Now, for the 'height' feature, is there any correlation with the other features?

In [None]:
df.apply(lambda x: x.factorize()[0]).corr()

Yes, there is a high correlation between the 'height' feature and both the 'gender' and 'weight' features. However, the 'height' feature has a continuous value and we can not deal with it similar to the 'gender' feature'. Instead, we should create a model that predicts the 'height' feature based on the 'gender' and 'weight' features which we will study in the next modules. So, for now, we have two options, either to drop all records where the 'height' feature is NaN or replace all these NaN values with some statistical measure (mean, median) of the 'height' feature.
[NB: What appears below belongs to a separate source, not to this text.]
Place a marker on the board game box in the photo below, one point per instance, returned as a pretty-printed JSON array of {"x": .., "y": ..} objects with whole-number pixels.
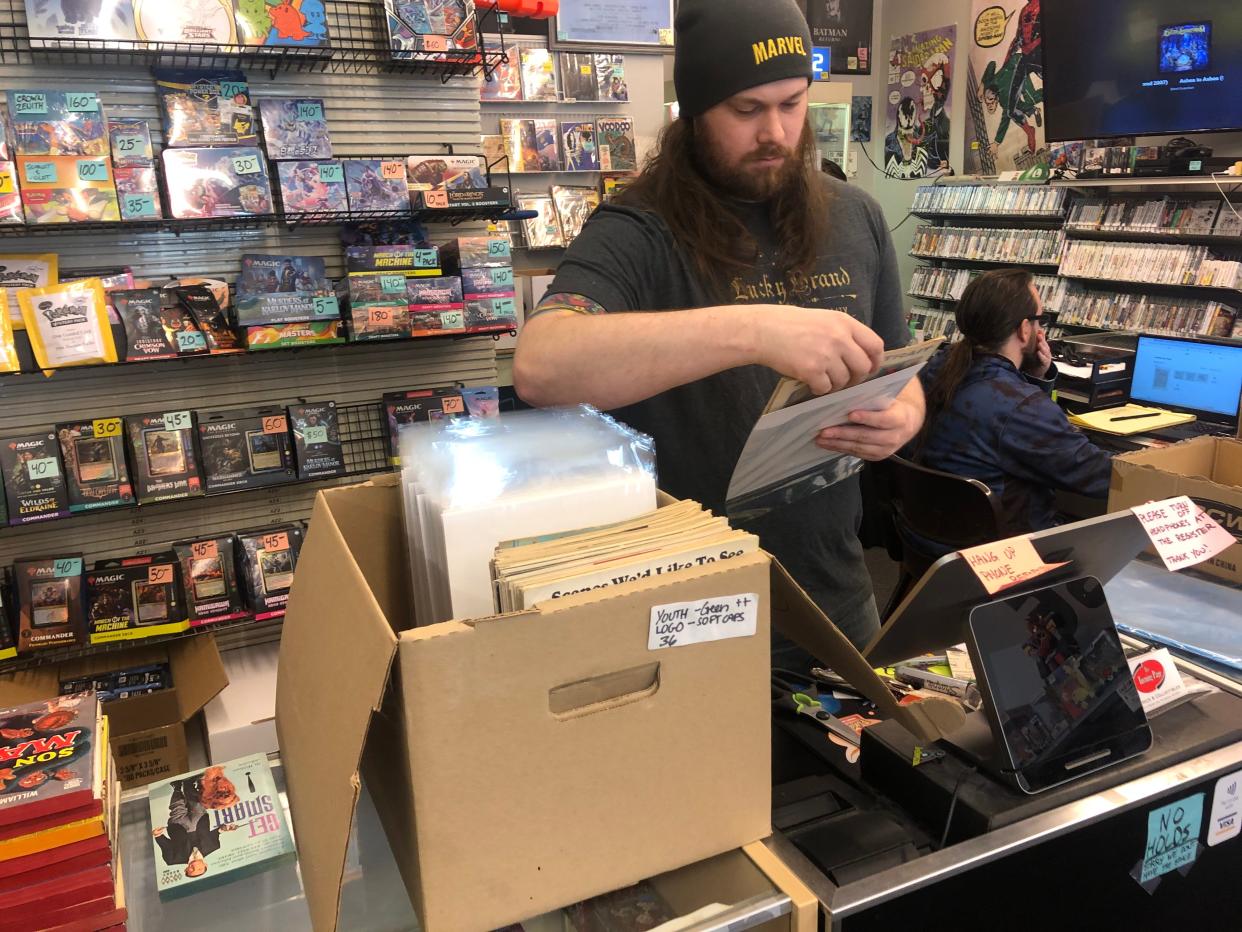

In this notebook, we will replace the NaN values with the median of the values in the 'height' feature.

In [None]:
print(df.height.median())
df['height'].fillna(df.height.median(), inplace=True)
print(df.height.median())
df.isnull().sum()


**Data Cleaning: 'cholesterol' feature**

To handle the NaN values in the 'cholesterol' feature, we will use the same method we used for the 'height' feature. However, because the values of the 'cholesterol' feature are between 0 and 3 (small range), we will use the mean instead of the median (the median will return an integer value).

In [None]:
print(df.cholesterol.mean())
df['cholesterol'].fillna(df.cholesterol.mean(), inplace=True)
print(df.cholesterol.mean())
df.isnull().sum()


# Save Data

Now, we will save the clean dataset into a CSV file to be used in the next session.

In [None]:
df.to_csv("/content/AIData/cardio_train_cleaned.csv",sep=";",index=False)

Check the '/content/AIData/' folder for the 'cardio_train_cleaned.csv' file and download it for future usage.